With winds gusting to 45 mph Thursday and a relentless snowfall blanketing the manicured course, race officials considered canceling the event before deciding to go ahead. In hopes of keeping conditions from deteriorating so rapidly, they sent skiers out of the starting gate at shorter intervals. But it soon became clear that early starters held an advantage because they were able to attack the course more aggressively.
"I tried to risk a lot, and maybe that was the reason I won the race," Reichelt said.
The starting order for Thursday's race was set in reverse order of the World Cup standings for the top 30 skiers after heavy snow and winds wiped out Wednesday's training run. That put Miller last among the elite skiers.
John McBride, the U.S. ski team's head coach for the downhill and Super-G, blamed Miller's poor showing on equipment problems. "Two weeks in a row now he has had issues with his goggles, where ice builds up from the top down so he ends up having to look through the bottom of his goggles," McBride said. "That's probably not ideal in a speed event, from my perspective."
But Rahlves, who started just two spots ahead, suggested that Miller made a tactical error in negotiating the course's gates.
"He was going too straight; he didn't have a chance," Rahlves said. "It was tough conditions, and it's hard on the mind because you really want to attack, but with the conditions you have to be really conservative on the line. I made one little mistake where I went a little too direct, and it was a little costly."
Miller, 28, couldn't be located to dissect his run, once again dodging reporters as he typically does after performing poorly. But even his most ardent supporter couldn't put a good face on Miller's disappointing start. It stands in sharp contrast to last year, in which he won the first three races of the season and went on to become the first U.S. skier in 22 years to win the World Cup overall title.

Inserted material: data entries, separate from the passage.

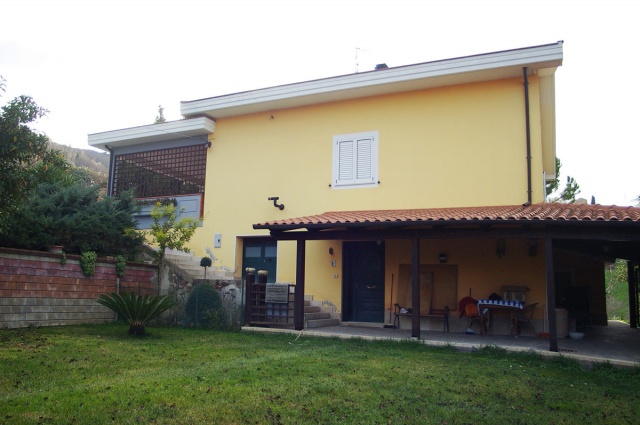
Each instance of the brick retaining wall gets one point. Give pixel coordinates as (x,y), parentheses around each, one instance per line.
(37,290)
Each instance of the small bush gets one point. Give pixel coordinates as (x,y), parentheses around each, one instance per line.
(203,305)
(88,263)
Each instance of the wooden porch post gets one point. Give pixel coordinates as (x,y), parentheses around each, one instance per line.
(248,301)
(633,295)
(415,289)
(551,294)
(298,304)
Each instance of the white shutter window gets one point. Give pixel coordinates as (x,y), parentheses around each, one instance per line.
(355,160)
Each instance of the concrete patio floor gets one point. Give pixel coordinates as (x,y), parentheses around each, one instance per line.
(616,343)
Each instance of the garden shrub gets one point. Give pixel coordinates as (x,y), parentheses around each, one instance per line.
(204,306)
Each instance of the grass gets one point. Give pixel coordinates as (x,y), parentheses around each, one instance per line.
(101,375)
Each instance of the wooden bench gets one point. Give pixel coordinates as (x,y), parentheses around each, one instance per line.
(434,313)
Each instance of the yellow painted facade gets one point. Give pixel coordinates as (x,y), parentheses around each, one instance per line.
(451,146)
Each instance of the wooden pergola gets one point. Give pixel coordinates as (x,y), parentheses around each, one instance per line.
(608,232)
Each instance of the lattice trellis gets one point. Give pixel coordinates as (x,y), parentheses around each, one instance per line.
(162,172)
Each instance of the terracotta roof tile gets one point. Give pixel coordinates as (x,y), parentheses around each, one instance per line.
(536,212)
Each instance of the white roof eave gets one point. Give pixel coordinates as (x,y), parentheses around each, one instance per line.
(468,69)
(152,133)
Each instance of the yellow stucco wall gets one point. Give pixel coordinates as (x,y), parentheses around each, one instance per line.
(446,147)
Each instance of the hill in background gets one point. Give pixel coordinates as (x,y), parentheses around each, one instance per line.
(85,158)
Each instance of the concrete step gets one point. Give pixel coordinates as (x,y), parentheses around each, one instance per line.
(322,323)
(312,309)
(317,316)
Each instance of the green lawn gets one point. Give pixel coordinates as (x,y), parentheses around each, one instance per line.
(99,374)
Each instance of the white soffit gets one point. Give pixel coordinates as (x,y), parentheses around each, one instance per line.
(153,133)
(468,69)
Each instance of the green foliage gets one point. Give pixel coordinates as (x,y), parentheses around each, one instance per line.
(75,217)
(169,232)
(203,306)
(121,263)
(88,263)
(136,309)
(25,157)
(570,191)
(553,185)
(617,291)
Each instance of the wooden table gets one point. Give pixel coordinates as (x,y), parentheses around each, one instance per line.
(512,307)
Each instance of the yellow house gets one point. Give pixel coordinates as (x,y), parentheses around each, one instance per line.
(418,185)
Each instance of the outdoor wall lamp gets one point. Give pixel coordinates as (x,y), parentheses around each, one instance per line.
(501,248)
(533,247)
(275,202)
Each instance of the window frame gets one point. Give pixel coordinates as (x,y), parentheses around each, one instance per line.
(355,160)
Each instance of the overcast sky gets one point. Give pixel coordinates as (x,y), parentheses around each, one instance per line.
(101,65)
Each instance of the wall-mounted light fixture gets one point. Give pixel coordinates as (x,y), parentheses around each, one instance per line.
(275,202)
(501,248)
(533,247)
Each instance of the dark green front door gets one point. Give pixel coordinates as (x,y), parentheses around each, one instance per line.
(261,254)
(363,283)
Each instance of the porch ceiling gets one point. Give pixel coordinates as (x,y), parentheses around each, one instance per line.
(608,231)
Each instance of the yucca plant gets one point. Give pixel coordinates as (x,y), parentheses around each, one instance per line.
(136,309)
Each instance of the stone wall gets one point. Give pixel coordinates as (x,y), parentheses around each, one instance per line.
(37,289)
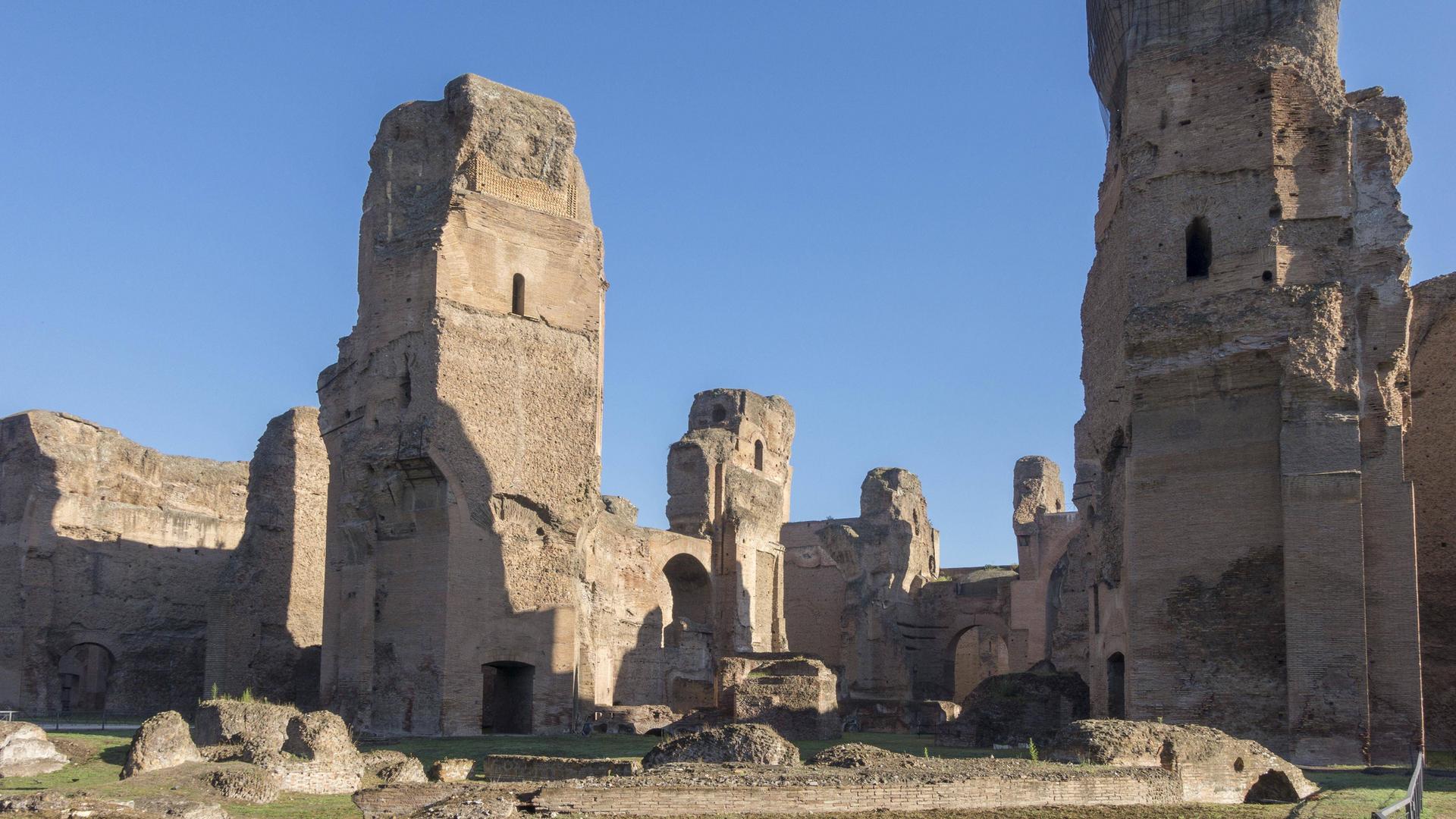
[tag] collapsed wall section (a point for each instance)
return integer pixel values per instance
(463, 423)
(108, 551)
(1430, 458)
(728, 480)
(265, 618)
(1244, 363)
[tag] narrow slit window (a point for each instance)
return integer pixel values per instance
(1199, 243)
(519, 295)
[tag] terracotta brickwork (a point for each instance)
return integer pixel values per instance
(1248, 535)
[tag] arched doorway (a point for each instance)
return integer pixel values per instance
(692, 594)
(507, 697)
(1117, 687)
(979, 653)
(85, 672)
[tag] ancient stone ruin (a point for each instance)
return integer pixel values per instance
(1248, 528)
(1264, 455)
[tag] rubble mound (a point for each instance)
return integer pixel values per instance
(376, 761)
(748, 742)
(1210, 764)
(861, 755)
(25, 751)
(237, 723)
(1012, 708)
(452, 770)
(162, 742)
(53, 803)
(635, 719)
(243, 784)
(408, 771)
(321, 736)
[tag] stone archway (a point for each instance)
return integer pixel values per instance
(977, 653)
(507, 697)
(85, 670)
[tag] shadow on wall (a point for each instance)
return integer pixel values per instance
(107, 626)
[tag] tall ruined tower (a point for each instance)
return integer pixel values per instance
(1248, 531)
(728, 480)
(463, 423)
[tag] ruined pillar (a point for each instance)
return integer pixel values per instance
(463, 423)
(1248, 529)
(1432, 460)
(728, 480)
(265, 617)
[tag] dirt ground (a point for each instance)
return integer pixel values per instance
(1345, 793)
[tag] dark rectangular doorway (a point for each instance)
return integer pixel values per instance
(506, 703)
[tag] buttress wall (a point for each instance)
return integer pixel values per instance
(265, 615)
(463, 423)
(1430, 458)
(1244, 365)
(108, 553)
(728, 480)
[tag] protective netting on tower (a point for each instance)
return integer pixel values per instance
(1119, 30)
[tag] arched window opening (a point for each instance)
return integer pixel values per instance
(507, 695)
(979, 653)
(85, 673)
(1116, 687)
(689, 583)
(1199, 248)
(519, 295)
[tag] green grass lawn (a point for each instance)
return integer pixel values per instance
(604, 745)
(1346, 793)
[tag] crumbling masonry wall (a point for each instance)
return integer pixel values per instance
(1432, 463)
(265, 617)
(108, 553)
(463, 423)
(852, 585)
(1244, 360)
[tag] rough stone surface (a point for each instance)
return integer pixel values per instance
(452, 770)
(237, 723)
(463, 426)
(1248, 541)
(321, 736)
(1018, 707)
(162, 742)
(859, 755)
(108, 551)
(753, 744)
(794, 695)
(408, 771)
(265, 615)
(376, 761)
(25, 751)
(243, 784)
(1430, 457)
(1210, 764)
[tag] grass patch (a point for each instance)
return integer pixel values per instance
(1351, 793)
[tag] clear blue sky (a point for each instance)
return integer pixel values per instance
(880, 212)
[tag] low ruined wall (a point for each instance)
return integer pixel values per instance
(517, 767)
(968, 795)
(108, 551)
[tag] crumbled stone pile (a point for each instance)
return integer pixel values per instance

But with the Olympics less than 10 weeks away, Miller hardly looks like the best skier in the world -- neither mentally nor physically fit enough, it seems, to fulfill his massive potential.
Pressed on the matter of Miller's fitness, McBride said: "Bode is very strong. He's very powerful. I would say his aerobic conditioning is probably not where it could be. Will it affect the way he recovers and pushes through a season with a lot of load? Time will tell."
McBride had other reasons to be satisfied, however, starting with Rahlves's fifth-place finish. Rahlves got off to a slower start than Miller and bobbled through a few of the early gates before making up time in the latter stages of the run.
"He didn't ski as clean on the top pitch as he could have," McBride said, "but he was Scooby the Scrappy Dog up there and kept it rolling!"